A lien is a charge or claim against a property for the payment of a debt. A creditor’s lien does not, by itself, transfer property ownership to the creditor. There must be a levy or seizure first to force a sale.

What Is A Tax Lien?

When it comes to the government’s claim or charge on a taxpayer’s property to pay the tax due, it is called a tax lien. The tax lien does not, by itself, deprive the delinquent taxpayer of his property. The government only obtains possession or custody of the property when the IRS seizes it or serves a notice of levy. A notice of levy only transfers constructive possession of the property to the IRS. The title of the taxpayer is not divested until the property is sold. 

When Does A Tax Lien Exist? 

A federal tax lien exists when the taxpayer refuses or neglects to pay the assessed tax after the IRS sends the notice and demand. Its existence does not rely on filing a notice in the public records; however, such notice protects the IRS concerning the competing creditors – purchasers, holders of a security interest, mechanics lienholders, and judgment creditors.   
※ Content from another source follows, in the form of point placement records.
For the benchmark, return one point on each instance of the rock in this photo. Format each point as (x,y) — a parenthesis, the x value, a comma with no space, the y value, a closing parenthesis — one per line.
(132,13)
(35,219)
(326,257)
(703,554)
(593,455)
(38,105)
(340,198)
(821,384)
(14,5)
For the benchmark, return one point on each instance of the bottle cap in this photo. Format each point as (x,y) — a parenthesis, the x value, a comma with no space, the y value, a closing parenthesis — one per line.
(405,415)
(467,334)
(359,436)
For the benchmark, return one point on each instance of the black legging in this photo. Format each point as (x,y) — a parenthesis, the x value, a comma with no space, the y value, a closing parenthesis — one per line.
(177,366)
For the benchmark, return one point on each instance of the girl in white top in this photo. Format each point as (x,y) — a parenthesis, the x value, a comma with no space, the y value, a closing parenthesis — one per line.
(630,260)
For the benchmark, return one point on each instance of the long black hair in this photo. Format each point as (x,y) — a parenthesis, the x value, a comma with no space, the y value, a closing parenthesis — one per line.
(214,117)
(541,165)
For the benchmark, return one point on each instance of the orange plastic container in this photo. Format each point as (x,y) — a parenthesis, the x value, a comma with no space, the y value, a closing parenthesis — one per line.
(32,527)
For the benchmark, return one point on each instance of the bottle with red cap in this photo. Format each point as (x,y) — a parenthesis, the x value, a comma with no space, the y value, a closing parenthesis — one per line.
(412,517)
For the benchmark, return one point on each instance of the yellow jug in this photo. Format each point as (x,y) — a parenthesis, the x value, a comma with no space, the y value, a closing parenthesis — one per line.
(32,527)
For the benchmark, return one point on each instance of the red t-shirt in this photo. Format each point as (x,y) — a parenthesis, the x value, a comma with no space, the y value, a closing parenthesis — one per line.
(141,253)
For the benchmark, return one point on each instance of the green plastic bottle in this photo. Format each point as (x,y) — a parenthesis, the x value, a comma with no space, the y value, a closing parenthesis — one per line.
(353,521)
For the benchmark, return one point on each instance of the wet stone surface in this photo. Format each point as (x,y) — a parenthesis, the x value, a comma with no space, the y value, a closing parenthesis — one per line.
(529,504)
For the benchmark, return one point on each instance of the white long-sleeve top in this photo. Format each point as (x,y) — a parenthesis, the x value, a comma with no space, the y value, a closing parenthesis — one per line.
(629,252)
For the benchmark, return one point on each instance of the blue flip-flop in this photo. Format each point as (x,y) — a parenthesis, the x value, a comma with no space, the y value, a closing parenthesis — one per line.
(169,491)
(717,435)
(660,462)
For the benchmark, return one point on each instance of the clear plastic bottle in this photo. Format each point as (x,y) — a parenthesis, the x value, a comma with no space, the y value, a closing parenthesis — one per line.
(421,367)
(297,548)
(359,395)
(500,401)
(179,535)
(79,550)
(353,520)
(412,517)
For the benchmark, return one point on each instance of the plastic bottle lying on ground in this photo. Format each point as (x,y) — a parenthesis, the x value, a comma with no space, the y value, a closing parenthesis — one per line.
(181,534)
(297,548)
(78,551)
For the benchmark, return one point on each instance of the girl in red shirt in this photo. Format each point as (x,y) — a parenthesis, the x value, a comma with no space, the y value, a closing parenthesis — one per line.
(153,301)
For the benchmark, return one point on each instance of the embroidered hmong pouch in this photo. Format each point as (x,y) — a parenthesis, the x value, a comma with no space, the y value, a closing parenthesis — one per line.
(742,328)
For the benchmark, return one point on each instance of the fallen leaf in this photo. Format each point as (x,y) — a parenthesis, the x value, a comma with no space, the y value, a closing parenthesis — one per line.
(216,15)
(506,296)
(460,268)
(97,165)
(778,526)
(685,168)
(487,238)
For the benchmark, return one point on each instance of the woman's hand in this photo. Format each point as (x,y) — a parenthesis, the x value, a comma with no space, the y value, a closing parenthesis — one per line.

Effect of Tax Lien on Persons Dealing with Delinquent Taxpayers 

Once the IRS files notice of the lien, lenders, purchasers, and transferees deal with a delinquent taxpayer at their peril. Once they acquire property from the taxpayer, it is acquired subject to the tax lien, and any claim they have will be paid out of the taxpayer’s property in a position subordinate to the tax lien. In one case, the Court held that federal tax lien has priority over the simultaneous state and private liens (United States v. Kimbell Foods, Inc., 440 US 715 (1979). In another case, it was held that perfected federal tax lien has priority over simultaneous judgment lien creditor (McDermott v. United States, 507 US 447 (1993). 

As a result of the superiority of tax lien over other liens, prospective creditors and transferees will check whether a tax lien is on file in the appropriate office, and they will not deal with the taxpayer if a lien is on file. Consequently, the delinquent taxpayer can be deprived of an opportunity to acquire the means to pay their outstanding tax.   

When can the IRS Seize the Property? 

The IRS cannot outrightly seize a taxpayer’s property after a general lien has been attached to it. Besides collection due process review, there are a few limitations. The IRS needs to wait for thirty days after giving the taxpayer notice of levy before it may levy upon, seize, and sell all properties and property rights of the taxpayer without judicial intervention.